Saturday, November 8, 2008

Carta aberta

Numa arrumação de ficheiros no computador encontrei esta carta, escrita numa tarde em que era suposto estar a descansar antes de ir fazer um turno da noite, em Junho de 2007. Foi uma carta escrita de seguida, muito espontaneamente, após ler um livro que descrevo como inspirador: Do outro lado da bata, de Teresa Gomes Mota.
É uma carta nunca enviada e esquecida por mim... até hoje. Revejo-me (total e dolorosamente, nos últimos tempos) nas minhas palavras, nas minhas dúvidas e nas minhas angústias de há um ano e meio.
***
Cara Teresa,

não nos conhecemos mas ainda assim ouso tratá-la pelo seu primeiro nome porque hoje me sinto muito próxima de si.
Sou enfermeira há onze meses, num hospital público de Lisboa, num serviço de Medicina Interna. Hoje é terça-feira, vou fazer noite. Fui almoçar fora, passei numa livraria antes de vir para casa, descobri o seu livro por acaso, comprei-o… e devorei-o.

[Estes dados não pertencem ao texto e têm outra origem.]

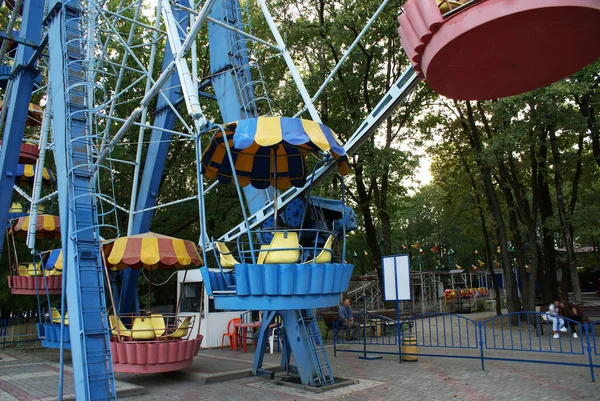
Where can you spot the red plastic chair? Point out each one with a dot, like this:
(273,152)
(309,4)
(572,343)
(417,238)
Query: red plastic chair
(231,333)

A ideia era ler um pouco antes de dormir, para descansar antes de ir trabalhar, mas não consegui parar e li-o de uma ponta à outra.

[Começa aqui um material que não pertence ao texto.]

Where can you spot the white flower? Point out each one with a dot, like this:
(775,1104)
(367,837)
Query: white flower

A empatia que senti consigo e com a sua experiência é incrível, e frequentes vezes as lágrimas me obrigaram a parar antes de continuar a ler.
Pode parecer pretensão… que teremos nós em comum, uma médica tão experiente e uma enfermeira recém-licenciada? Tanta coisa… pelo menos é o que penso após ler o seu livro.
Dei comigo a achar que também eu sou um “patinho feio”, uma idealista. Adoro ser enfermeira, tenho a certeza que não seria feliz se não fizesse o que faço… mas não tenho espaço, tempo ou oportunidade de ser “toda” a enfermeira que sinto que posso ser, que tenho cá dentro.
Enquanto a formação médica foi e continua a ser muito baseada num modelo biomédico, a formação dos enfermeiros evoluiu no sentido de nos fazer olhar os doentes como seres biopsicossociais, em todas as suas dimensões. A Teresa, por ser quem é e ter desenvolvido um determinado percurso, chegou também a essa visão da pessoa doente, a essa forma de entrar em relação com o outro, e destacou-se dos seus colegas. Eu, como tantos outros enfermeiros, fui formada de raiz nesse ideal e dói-me ser largada numa realidade em que o que continua a contar é o diagnóstico e o tratamento, e em que o enfermeiro é constantemente remetido à qualidade de mero executante técnico. E eu sinto-me tão mais que isso…
Mas do outro lado da minha farda também há alguém que continua a sonhar…
Obrigada por, com as suas palavras, me ter ajudado a lembrar quem sou e o que quero ser e por me fazer sentir menos sozinha nesta luta.
Desejo-lhe as maiores felicidades em todos os seus projectos, pessoais e profissionais.